Cookies de statistiques et de publicité
Nous utilisons des cookies de statistiques et de publicité, tous deux destinés à Google. Si vous refusez, rien ne change visiblement pour vous.Aller à la page de confidentialité
ICO
Conteneur d’icônes qui garde plusieurs tailles dans un seul fichier. Toujours ce que les navigateurs attendent comme favicon.
ICO est un conteneur : une enveloppe pour des flux encodés par autre chose. Il stocke une grille de pixels : l’agrandir au-delà de sa propre résolution le ramollit. Il est utilisé pour le web.
L’extension est .ico et le nom complet Windows Icon. L’un et l’autre comptent moins que ce que le fichier peut contenir, et c’est le sujet du reste de cette page.
Microsoft l’a publié en 1985.
À un format resté lisible aussi longtemps, on peut confier quelque chose qu’on veut retrouver dans dix ans.
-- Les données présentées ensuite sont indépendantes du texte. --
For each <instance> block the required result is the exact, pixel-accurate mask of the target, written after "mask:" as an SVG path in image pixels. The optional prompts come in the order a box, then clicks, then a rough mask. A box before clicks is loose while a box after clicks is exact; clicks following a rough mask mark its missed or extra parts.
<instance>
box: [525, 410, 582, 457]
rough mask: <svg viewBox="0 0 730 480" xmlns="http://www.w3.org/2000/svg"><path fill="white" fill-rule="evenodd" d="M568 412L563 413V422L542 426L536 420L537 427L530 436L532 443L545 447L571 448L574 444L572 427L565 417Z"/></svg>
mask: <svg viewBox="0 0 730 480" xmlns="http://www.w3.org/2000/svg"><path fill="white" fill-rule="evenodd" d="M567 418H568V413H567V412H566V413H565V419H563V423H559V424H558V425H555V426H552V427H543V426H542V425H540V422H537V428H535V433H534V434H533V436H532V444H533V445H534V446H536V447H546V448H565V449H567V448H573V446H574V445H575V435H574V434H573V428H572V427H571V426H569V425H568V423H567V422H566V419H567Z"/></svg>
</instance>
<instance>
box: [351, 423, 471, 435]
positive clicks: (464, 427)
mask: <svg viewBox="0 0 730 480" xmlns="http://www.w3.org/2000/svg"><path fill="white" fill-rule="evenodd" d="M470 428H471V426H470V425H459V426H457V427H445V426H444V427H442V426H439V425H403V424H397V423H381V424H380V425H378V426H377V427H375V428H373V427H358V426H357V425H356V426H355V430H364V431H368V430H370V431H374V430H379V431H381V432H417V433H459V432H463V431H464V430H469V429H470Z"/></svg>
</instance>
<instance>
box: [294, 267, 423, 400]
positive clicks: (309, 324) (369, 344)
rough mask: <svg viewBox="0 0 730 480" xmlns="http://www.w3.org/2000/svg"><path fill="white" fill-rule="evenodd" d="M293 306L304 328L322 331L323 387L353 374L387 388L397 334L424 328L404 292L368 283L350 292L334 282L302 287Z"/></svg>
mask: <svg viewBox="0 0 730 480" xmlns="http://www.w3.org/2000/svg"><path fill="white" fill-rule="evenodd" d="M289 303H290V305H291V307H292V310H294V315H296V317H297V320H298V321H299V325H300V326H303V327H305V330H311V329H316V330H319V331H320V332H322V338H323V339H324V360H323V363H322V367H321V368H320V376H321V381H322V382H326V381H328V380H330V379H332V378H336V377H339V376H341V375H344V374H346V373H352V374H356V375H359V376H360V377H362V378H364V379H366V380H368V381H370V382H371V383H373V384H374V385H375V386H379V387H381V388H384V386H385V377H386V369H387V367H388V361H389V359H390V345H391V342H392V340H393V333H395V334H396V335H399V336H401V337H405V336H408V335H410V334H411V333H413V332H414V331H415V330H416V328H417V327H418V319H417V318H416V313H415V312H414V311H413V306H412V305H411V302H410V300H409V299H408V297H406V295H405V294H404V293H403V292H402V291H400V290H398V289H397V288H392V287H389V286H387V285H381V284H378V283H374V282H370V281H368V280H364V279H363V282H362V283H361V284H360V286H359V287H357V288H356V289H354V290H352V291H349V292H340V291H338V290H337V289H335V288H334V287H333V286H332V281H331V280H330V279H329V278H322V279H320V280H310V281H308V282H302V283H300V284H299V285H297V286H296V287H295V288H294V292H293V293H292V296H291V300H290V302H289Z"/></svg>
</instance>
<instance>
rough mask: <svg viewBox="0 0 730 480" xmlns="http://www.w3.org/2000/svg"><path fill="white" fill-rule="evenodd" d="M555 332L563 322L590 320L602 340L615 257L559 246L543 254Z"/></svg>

Elle est écrite et implémentable, même si c’est l’éditeur qui décide de la version suivante. En pratique cela suffit pour que le fichier continue de s’ouvrir ; cela ne suffit pas pour en être sûr.
Il existe pour bien faire une seule chose, pour un seul groupe de gens. En dehors de cette tâche c’est un mauvais choix par défaut, et à l’intérieur il n’y a en général rien de mieux.
ICO enregistre son contenu à l’identique. Le réenregistrer ne change rien : vous pouvez l’ouvrir, le modifier et le réenregistrer autant de fois que vous voulez sans accumuler de dégâts, et c’est ce qui en fait un format de travail plutôt qu’un format de livraison.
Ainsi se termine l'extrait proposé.